Sánchez is acutely aware that the Socialist Party regained power in 2004, precisely because it had led that 2003 “No to War!” campaign, as many in the party’s base remember.

Podemos issued a statement on Jan. 20, whose anti-war, anti-NATO tenor was echoed in declarations issued by several cabinet ministers from Podemos and its allied parties. Titled “On the Increase in Military Tension in Ukraine,” the statement declared:

“We reject the increase in troop movements and the dispatching of ships and fighters to the area…. we are heading toward a conflict difficult to resolve, if we do not aim for détente and strategic autonomy in order to defend our own interests and values…. To speak of NATO, is to speak of the Cold War. This era has passed. We cannot go back to recreate it, because we would all lose. In this 2022, in which the world continues to face the pandemic and the climate emergency, we opt for cooperation between countries, peoples and persons. It therefore makes no sense that NATO is now extended into Ukraine and Georgia for U.S. interests, something which Russia sees as a military threat, adding more tension to an area which has already suffered too much….

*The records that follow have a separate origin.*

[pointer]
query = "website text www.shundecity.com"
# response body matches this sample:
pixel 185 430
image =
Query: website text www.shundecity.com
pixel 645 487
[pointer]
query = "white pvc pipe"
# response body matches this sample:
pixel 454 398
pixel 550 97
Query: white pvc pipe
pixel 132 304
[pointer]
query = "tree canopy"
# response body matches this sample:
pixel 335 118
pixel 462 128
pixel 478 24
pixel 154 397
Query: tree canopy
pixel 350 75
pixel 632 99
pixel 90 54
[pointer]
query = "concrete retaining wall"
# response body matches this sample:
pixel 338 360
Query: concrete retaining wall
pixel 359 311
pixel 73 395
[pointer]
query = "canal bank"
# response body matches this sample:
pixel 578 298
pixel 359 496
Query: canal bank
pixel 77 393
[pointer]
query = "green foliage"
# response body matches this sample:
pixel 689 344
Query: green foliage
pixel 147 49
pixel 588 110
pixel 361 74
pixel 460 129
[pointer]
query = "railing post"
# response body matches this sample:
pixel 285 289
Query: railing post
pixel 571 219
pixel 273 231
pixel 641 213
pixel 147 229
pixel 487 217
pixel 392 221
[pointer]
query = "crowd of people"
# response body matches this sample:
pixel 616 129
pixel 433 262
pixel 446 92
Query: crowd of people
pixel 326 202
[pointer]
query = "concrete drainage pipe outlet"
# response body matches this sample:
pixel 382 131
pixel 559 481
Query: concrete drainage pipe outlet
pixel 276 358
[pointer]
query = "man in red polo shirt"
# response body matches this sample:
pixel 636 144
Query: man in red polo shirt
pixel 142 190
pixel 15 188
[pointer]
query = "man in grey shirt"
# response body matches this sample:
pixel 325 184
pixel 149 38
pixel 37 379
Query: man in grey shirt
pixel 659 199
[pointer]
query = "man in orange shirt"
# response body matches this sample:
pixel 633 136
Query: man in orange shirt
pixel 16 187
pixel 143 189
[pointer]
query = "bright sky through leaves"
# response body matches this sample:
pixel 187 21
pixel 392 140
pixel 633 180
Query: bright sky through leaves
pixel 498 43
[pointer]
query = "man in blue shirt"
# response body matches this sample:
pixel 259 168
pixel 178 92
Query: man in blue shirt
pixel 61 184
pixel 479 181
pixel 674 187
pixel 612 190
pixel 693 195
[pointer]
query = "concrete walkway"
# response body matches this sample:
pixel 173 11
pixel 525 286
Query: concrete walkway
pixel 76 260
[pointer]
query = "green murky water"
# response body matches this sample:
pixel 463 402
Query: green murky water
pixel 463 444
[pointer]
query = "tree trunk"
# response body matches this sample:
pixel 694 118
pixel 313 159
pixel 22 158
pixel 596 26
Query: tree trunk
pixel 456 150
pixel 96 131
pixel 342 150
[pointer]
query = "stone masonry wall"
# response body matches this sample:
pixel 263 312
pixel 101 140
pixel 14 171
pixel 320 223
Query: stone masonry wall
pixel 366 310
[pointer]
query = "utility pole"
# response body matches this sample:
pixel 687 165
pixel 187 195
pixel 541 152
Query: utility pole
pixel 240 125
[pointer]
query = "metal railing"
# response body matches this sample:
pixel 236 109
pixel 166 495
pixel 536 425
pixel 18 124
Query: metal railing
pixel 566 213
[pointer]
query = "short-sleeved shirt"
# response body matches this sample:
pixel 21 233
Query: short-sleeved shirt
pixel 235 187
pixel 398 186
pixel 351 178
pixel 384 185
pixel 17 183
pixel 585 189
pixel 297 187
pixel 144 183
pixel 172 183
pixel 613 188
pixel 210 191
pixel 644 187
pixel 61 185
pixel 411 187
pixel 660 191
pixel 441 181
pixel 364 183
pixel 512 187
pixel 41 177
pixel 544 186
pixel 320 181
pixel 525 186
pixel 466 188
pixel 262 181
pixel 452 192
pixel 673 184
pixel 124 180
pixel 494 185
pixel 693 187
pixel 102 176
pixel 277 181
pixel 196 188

“The `no to war’ which swept the entire world in 2003 still resonates in the streets of our country.”

Spain’s Atlanticists, who until now have had little to fear from Podemos, this time reacted with fury. Leading rightwing daily, ABC (the voice of the fascist government under Franco), editorialized on Jan. 25, under the headline, “With NATO or with Podemos,” that Sánchez must expel the cabinet ministers and factions within his government that are undermining his authority by opposing his NATO policy, or it will be further isolated by President Biden. Spain “cannot play the Atlanticist trump card with a Government infiltrated by apologists for Vladimir Putin,” ABC moaned.